February 17, 2011 No Comments
Pets are not Barbie dolls
I see this in Vancouver frequently: a purse-sized animal – usually a dog – that is better dressed and more fashionable than I am. I see dogs in Burberry patterned raincoats, with warm little booties on their feet being lovingly hauled around in a Prada knock-off bag with their owners iPhone and $20 chapstick.
I could see getting a very small or sick animal something extra to keep them warmer or dryer in really nasty weather – I wouldn’t go pee in the backyard while naked in a snowstorm either – but some of the sites devoted to dog clothing seem to equate owning a pet with owning a barking (or meowing) Barbie.
Here are some of the examples I found online:
- Nautical pantie set (I wish I were making that up)
- Irish Lass dress
- Hoodies
- wedding dress
- Faux pearl and diamond necklace
- Juicy Couture track suit
- Circus collar and leash set (now only $107.50!)

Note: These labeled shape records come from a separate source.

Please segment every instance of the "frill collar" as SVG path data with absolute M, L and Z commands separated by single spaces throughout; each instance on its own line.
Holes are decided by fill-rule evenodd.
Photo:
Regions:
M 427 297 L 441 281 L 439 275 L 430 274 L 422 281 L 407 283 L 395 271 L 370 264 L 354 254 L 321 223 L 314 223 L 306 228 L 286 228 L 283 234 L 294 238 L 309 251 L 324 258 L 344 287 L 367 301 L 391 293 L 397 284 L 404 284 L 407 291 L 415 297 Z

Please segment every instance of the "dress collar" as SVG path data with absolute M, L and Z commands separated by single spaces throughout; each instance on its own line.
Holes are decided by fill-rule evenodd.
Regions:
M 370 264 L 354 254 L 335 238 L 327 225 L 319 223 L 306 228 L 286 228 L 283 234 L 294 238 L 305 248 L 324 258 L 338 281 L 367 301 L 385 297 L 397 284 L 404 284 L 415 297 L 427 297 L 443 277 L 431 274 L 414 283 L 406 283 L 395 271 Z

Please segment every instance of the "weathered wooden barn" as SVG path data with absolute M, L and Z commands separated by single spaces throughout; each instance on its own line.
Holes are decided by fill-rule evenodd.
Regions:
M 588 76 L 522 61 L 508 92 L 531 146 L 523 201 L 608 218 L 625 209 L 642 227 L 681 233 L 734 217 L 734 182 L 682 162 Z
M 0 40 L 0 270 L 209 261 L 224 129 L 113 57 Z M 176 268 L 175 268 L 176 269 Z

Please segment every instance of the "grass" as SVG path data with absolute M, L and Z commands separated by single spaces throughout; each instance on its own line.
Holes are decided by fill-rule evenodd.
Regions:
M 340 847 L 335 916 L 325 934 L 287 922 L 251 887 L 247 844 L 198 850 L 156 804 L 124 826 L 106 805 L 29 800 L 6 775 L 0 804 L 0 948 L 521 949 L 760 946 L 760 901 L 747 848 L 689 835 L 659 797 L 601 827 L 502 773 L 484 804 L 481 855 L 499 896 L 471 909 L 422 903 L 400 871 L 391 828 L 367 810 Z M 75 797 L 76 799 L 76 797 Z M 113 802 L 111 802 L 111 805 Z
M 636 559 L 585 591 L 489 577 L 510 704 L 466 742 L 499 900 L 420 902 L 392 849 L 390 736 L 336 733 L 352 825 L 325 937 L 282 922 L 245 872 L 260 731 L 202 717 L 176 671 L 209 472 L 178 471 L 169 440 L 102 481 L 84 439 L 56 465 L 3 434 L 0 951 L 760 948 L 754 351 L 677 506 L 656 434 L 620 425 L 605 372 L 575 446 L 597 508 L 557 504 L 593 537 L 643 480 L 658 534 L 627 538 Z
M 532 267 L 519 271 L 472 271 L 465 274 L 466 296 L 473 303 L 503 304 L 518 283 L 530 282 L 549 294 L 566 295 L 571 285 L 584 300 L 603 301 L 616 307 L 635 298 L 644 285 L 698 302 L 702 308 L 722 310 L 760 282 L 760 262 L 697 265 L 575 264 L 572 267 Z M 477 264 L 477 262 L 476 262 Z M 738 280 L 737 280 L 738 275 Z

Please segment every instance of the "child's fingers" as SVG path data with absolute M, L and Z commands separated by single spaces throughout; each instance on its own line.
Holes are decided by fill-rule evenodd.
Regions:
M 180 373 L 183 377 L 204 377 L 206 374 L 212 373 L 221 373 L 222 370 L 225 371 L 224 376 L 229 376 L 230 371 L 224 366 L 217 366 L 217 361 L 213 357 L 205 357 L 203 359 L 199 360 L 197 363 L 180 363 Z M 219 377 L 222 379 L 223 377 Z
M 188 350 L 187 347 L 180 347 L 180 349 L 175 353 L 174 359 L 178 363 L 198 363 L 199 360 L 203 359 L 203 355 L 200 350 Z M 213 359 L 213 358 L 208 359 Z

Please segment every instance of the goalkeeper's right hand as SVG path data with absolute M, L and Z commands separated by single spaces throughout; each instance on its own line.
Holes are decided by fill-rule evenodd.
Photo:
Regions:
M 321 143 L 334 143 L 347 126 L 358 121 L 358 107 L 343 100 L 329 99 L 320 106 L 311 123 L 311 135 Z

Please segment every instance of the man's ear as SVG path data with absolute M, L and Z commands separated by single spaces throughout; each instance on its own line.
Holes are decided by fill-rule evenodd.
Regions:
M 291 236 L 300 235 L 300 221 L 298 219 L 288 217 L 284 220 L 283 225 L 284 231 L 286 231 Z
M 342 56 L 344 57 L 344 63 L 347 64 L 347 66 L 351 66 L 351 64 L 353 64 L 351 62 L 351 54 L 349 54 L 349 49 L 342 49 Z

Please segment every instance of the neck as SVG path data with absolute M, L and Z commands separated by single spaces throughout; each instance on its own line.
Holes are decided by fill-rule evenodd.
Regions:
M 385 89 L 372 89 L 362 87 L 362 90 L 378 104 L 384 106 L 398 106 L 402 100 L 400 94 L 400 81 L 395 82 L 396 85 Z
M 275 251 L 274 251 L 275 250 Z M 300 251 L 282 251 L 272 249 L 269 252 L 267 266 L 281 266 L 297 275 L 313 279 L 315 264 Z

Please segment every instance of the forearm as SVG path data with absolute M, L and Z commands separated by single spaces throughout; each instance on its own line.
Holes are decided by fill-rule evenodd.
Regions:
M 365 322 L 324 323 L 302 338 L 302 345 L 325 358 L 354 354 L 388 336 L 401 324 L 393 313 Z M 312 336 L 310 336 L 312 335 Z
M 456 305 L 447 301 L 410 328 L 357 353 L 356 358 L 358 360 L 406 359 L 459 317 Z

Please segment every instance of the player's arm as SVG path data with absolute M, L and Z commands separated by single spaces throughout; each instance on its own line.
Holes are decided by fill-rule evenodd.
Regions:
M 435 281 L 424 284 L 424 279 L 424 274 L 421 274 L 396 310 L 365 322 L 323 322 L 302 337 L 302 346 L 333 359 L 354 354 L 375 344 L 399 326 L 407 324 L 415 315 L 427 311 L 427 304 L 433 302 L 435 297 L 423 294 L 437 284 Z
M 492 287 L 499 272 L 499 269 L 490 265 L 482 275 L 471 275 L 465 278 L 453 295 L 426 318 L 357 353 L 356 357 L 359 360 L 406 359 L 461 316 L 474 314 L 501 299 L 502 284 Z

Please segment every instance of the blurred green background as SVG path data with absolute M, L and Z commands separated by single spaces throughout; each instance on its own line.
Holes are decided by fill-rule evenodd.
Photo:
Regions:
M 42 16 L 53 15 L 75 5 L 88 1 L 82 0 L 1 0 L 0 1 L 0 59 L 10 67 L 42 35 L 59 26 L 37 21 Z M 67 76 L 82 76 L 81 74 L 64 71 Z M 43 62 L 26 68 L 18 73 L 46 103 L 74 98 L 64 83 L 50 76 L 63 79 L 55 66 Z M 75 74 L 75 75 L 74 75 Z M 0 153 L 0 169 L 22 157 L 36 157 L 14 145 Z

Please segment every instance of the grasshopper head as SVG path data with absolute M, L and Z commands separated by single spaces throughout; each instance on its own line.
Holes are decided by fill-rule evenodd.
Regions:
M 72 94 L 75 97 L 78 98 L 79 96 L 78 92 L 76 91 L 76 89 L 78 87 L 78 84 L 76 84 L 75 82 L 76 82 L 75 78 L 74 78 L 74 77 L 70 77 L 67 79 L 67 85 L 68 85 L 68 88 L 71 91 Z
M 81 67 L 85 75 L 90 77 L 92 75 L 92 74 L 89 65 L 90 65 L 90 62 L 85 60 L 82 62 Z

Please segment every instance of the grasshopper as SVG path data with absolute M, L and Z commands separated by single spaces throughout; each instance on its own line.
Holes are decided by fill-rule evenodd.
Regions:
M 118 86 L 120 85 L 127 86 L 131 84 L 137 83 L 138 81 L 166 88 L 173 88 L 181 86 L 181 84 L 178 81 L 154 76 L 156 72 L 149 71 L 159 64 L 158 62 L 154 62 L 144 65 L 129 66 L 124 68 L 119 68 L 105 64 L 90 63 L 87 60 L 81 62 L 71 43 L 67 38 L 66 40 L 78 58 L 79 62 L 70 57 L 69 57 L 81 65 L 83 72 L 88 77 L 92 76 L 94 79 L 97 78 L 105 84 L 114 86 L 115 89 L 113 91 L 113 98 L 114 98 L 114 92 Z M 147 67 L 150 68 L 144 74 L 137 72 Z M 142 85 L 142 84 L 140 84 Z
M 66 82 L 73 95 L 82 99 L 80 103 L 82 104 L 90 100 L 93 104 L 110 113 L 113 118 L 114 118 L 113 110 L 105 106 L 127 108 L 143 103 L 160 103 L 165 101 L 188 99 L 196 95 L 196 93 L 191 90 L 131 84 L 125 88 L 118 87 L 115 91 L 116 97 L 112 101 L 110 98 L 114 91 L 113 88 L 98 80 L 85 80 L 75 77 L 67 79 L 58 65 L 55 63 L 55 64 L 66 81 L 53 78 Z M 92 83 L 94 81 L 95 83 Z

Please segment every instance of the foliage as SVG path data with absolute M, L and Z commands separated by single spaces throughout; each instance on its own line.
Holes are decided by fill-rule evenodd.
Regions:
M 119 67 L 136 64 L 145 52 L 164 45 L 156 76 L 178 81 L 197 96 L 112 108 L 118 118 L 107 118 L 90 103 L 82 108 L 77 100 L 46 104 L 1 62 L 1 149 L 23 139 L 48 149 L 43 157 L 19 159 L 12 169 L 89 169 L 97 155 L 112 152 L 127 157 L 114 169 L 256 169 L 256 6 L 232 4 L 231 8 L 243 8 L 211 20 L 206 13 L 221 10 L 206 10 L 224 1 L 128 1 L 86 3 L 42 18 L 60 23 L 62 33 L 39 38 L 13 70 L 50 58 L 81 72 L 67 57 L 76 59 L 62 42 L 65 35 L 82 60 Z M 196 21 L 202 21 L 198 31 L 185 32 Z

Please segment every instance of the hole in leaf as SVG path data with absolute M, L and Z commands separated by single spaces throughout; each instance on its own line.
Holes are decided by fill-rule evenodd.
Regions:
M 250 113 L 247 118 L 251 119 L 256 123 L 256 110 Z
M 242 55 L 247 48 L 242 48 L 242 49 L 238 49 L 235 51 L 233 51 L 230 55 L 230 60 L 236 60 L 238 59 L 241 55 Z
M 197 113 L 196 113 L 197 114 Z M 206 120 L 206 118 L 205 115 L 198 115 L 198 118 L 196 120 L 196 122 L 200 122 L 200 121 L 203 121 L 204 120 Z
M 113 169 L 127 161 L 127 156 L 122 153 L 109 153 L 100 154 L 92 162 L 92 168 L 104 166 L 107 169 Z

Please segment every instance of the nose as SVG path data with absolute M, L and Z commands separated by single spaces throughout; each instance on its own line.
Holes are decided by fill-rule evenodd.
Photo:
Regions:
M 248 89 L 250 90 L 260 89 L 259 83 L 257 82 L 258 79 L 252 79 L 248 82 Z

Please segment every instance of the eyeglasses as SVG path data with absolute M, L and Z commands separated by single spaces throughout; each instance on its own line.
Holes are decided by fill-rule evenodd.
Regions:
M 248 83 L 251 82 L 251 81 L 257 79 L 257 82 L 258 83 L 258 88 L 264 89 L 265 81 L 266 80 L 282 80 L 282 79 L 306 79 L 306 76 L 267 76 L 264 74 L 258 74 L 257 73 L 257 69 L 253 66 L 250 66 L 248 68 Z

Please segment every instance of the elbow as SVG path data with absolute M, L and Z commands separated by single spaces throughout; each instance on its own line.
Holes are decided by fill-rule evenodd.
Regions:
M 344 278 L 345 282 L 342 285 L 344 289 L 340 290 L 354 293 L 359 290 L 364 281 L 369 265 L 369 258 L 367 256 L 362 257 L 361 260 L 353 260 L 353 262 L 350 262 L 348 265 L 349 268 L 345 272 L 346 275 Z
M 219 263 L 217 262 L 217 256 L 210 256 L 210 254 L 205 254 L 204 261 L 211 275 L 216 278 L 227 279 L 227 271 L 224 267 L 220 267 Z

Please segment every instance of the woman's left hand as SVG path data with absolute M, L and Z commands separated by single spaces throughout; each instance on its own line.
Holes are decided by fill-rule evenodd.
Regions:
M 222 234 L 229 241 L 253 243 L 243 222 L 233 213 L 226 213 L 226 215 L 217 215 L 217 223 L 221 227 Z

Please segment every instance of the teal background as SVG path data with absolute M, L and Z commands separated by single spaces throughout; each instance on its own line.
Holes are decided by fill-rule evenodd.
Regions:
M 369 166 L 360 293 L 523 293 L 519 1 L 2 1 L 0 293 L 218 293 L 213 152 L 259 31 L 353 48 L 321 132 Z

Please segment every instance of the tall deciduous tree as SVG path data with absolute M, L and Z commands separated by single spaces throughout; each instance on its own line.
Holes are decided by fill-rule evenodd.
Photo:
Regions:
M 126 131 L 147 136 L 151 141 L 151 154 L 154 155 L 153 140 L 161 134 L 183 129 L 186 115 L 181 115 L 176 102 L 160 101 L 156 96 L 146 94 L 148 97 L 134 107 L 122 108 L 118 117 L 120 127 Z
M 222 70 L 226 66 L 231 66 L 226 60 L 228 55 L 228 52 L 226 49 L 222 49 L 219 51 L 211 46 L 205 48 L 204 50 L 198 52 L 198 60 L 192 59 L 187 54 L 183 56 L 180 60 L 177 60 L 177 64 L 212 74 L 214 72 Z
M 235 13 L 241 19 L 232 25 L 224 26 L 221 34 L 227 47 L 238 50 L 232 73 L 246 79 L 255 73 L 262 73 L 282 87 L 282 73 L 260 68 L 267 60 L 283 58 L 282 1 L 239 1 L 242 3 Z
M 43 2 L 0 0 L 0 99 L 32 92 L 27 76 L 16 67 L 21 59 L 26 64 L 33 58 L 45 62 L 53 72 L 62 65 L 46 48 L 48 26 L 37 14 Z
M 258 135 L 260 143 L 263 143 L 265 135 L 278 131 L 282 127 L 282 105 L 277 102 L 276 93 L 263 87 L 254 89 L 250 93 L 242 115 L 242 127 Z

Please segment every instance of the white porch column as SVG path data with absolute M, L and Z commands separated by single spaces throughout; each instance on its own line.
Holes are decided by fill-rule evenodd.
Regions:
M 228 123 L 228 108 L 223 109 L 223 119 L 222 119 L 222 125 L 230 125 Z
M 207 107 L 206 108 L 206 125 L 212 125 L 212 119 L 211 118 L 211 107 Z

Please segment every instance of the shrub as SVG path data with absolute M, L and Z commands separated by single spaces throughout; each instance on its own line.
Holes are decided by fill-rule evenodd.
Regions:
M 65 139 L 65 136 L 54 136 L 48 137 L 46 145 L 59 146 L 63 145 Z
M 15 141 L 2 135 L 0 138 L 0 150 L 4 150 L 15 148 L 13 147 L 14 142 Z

- Romantic snow jacket (by Louis Vuitton!)
- tank top
There are more. There are many, many more.
Pet lovers reading this, especially pet lovers who buy their pets Juicy Couture clothing, are probably thinking, “What a bitch! I bet she hates all animals and kicks puppies!” Truthfully, I love animals and I miss having a dog around the house. I’d get one except that a) my lease forbids it and b) I want nothing smaller than a German Shepherd and it would be unfair to confine a big, energetic dog to this small amount of space.
But even once I have my dream pet I will never dress him up in couture clothing. I can’t imagine buying myself a designer track suit or nautical pantie set, so I sure as hell would not buy my dog that stuff (unless he requests it!). Besides, I can’t picture any piece of clothing that would look anything but demeaning and ridiculous on a dog that looks like a wolf.
So, future dog that I do not yet own, I am sorry you have such a cretin for an owner. I’m sorry that the other dogs in the park might tease you for your lack of fashion sense and deride you for being a backwards mutt who runs around in public naked. But, I promise that I will buy you the good food that will keep you healthy, take you to the vet regularly, play with you every day and be your best pal and that I will never, ever, refer to you as “my widdle snookums”.
Thank you to Mala and her Onion calendar for the inspiration!